2 Antidepressant Ketamine

In 1996, the indie band Eels sang about “novocaine for the soul,” but recent developments suggest ketamine might be the real mood‑lifting hero. The FDA has now approved esketamine, a nasal spray branded Spravato, for patients whose depression hasn’t responded to traditional antidepressants.
Unlike classic drugs that can take weeks to show effect, esketamine works within hours or days, delivering rapid relief. However, experts caution that ketamine’s history of recreational abuse demands careful oversight; the treatment must be administered by trained clinicians in certified clinics.
Cost remains a hurdle, with a month’s course ranging from $4,720 to $6,785, but many psychiatrists are hopeful that this breakthrough will pave the way for a new class of fast‑acting antidepressants.
1 Patient Cured Of HIV

An anonymous London patient has become only the second person ever to be declared cured of HIV, thanks to a daring bone‑marrow transplant.
The donor’s stem cells carried a rare CCR5 mutation that renders white‑blood cells resistant to the virus.
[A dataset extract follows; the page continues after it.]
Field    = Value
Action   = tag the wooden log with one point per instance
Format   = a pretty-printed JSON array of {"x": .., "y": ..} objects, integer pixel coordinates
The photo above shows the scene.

After 18 months off antiretroviral therapy, the patient shows no signs of viral rebound.
While bone‑marrow transplants are risky and not scalable, this success, alongside the earlier cure of Timothy Brown, proves that a functional cure is biologically possible.
Experts, including Anton Pozniak of the International AIDS Society, view the case as proof‑of‑concept that HIV can be eradicated. The work also highlights the promise—and controversy—of gene‑editing approaches, a field still wrestling with ethical dilemmas after incidents like He Jiankui’s HIV‑resistant embryo experiment.